Formatting dumped subtitles into a vocabulary list
Published: May 28, 2020, last updated: Jul 5, 2020
Reading time: 1 min
As per my previous post, you should now have a single srt
subtitle file, to convert this into a single word list that you can begin translating away at, you can run the below verbose script.
tr ' ' '\n' < subs.srt | \
sed -e 's/<[^>]*>//g' | \
tr '[:upper:]' '[:lower:]' | \
tr -d '\>\/!-.:?,.\",[:digit:]' | \
tr -d '…' | \
sed -e '/^[[:space:]]*$/d' -re 's/\s+$//' -re 's/\{...\}//' | \
sort -u > subs-sort.srt
In short, this will break all spaces into new lines, remove HTML tags, make everything lowercase, remove some strange characters and empty lines then finally sort the list while removing duplicates.

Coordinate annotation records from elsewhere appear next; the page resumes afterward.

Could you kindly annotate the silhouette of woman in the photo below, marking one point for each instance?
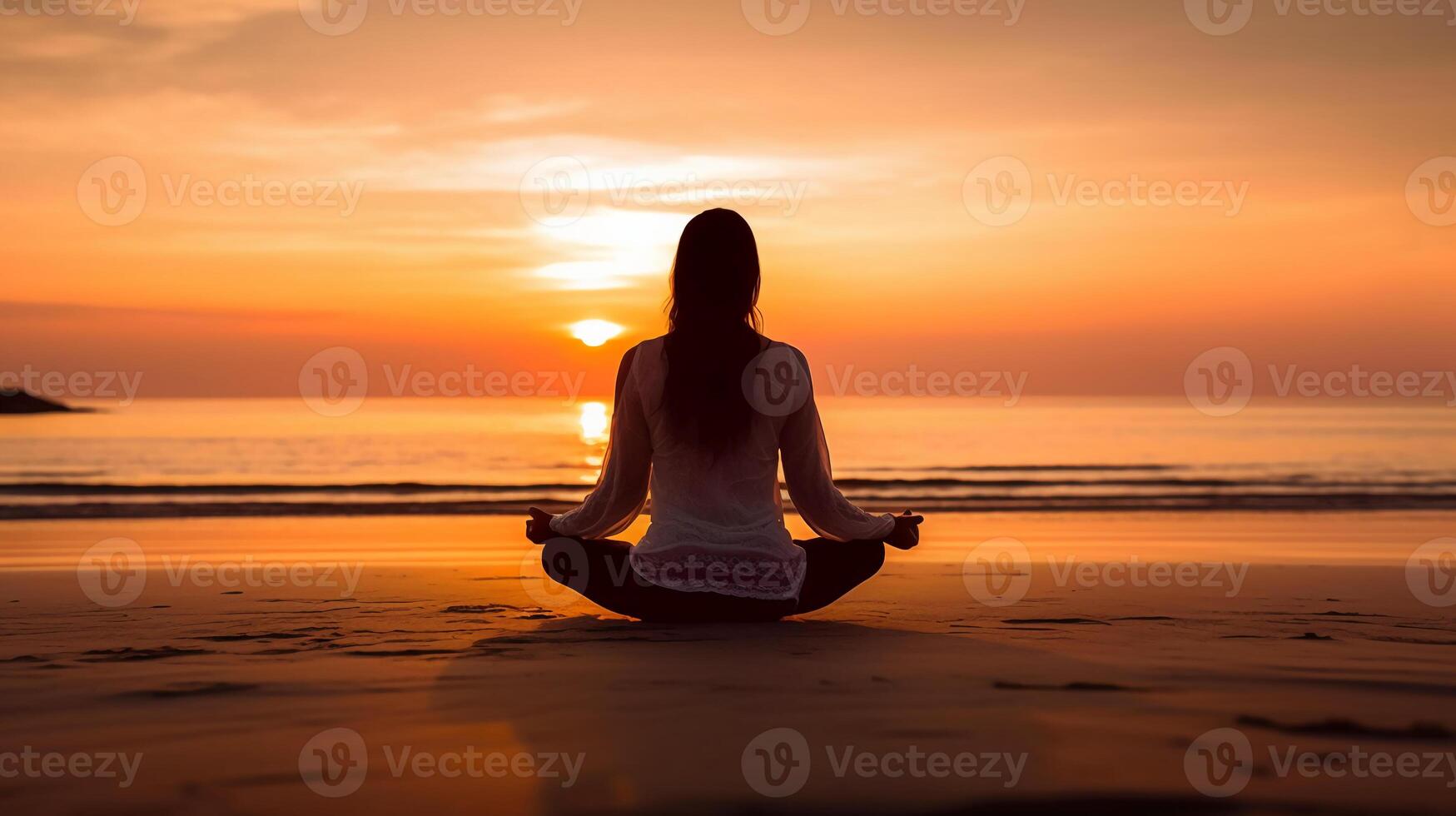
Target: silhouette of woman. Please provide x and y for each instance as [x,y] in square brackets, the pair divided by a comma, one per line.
[702,415]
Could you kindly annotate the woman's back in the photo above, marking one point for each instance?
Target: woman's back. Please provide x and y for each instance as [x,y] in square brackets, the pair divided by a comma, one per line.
[717,515]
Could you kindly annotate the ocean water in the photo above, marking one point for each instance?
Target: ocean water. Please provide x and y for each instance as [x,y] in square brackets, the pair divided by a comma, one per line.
[277,456]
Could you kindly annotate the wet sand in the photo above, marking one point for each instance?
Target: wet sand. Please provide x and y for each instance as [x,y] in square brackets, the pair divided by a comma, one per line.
[450,640]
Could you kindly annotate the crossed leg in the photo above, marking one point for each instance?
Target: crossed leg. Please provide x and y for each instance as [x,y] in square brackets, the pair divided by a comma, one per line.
[602,573]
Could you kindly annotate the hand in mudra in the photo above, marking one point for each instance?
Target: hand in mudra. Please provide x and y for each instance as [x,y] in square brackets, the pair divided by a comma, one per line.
[907,530]
[538,528]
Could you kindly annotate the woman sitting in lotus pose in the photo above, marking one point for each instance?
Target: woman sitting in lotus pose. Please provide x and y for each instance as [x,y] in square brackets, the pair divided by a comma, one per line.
[702,415]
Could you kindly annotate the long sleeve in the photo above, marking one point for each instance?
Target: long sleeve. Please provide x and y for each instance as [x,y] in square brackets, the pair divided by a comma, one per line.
[626,470]
[812,484]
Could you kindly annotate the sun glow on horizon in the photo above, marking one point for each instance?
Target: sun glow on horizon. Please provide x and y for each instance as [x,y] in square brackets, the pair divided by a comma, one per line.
[594,332]
[594,423]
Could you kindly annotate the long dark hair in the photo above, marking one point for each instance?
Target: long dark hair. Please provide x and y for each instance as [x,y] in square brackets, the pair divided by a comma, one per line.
[713,330]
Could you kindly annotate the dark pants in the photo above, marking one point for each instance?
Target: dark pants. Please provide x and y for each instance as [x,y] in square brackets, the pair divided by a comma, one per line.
[600,571]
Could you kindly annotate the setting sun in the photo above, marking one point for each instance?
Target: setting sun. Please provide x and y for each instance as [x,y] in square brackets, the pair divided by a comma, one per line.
[594,332]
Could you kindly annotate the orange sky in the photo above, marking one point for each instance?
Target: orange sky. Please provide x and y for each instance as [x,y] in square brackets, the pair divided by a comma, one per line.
[862,130]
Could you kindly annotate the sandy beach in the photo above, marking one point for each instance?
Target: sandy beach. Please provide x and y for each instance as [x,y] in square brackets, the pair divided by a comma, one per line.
[431,641]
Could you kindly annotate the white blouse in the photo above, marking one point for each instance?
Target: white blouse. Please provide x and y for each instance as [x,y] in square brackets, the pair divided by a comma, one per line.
[718,524]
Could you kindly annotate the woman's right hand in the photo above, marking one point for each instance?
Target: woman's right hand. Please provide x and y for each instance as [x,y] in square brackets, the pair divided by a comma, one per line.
[907,530]
[538,528]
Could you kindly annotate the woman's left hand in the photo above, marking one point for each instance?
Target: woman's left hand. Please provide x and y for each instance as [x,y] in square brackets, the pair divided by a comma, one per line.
[907,530]
[538,528]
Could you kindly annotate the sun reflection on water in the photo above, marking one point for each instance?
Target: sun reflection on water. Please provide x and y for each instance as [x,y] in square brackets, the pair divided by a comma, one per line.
[594,423]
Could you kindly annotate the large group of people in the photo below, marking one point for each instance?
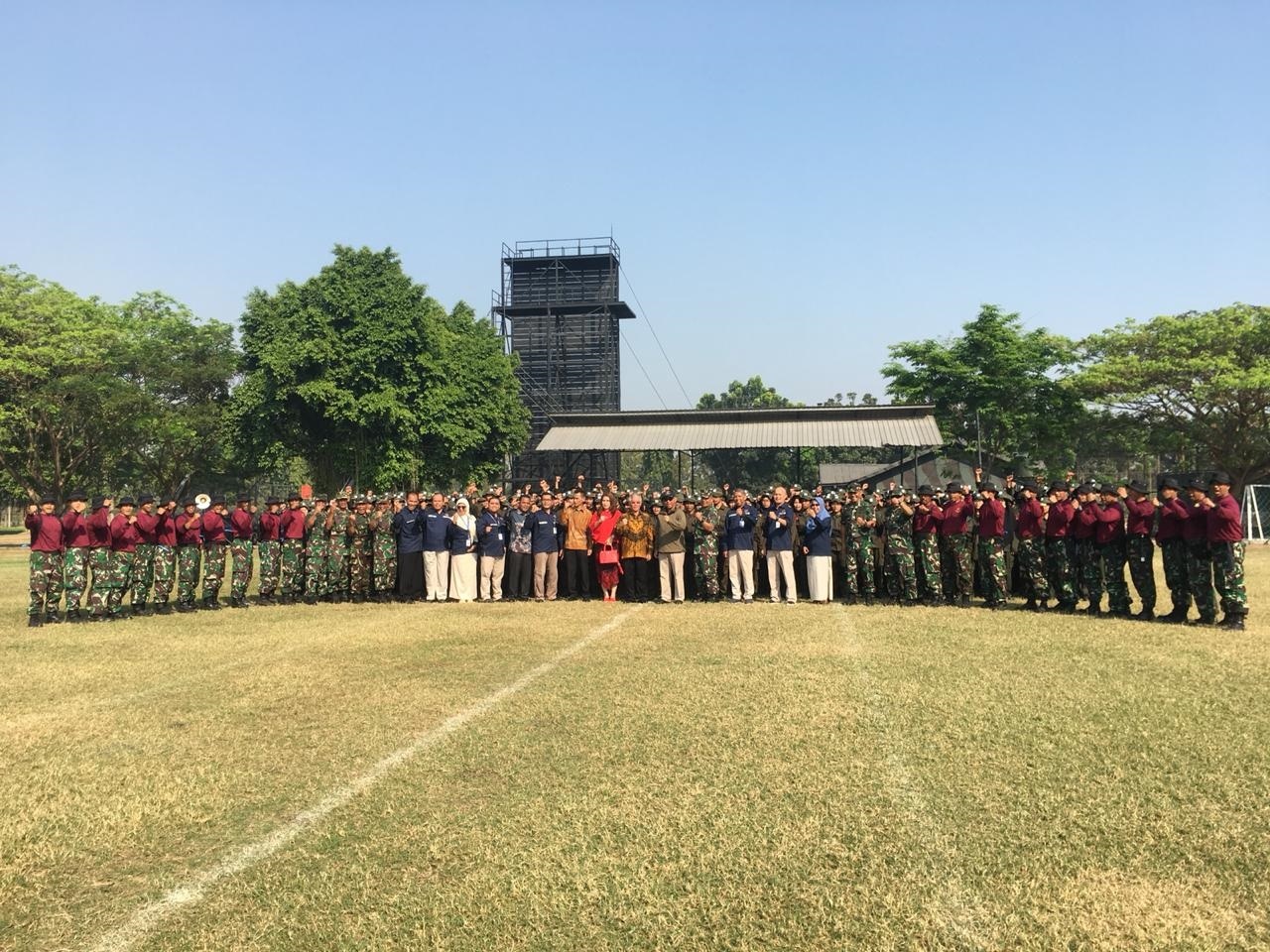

One issue I’ve noticed is some special characters won’t be converted to lowercase Å to å for example. I don’t have an automated workaround for you aside from specifying the letters individually for example using:
tr 'ÆØÅÄÖÐÞÁÉÍÓÚÝ' 'æøåäöðþáéíóúý'
- Edit 2020-09-23: Added elipses removal, fixed pipes
- Edit 2020-07-05: Added {\an} tag removal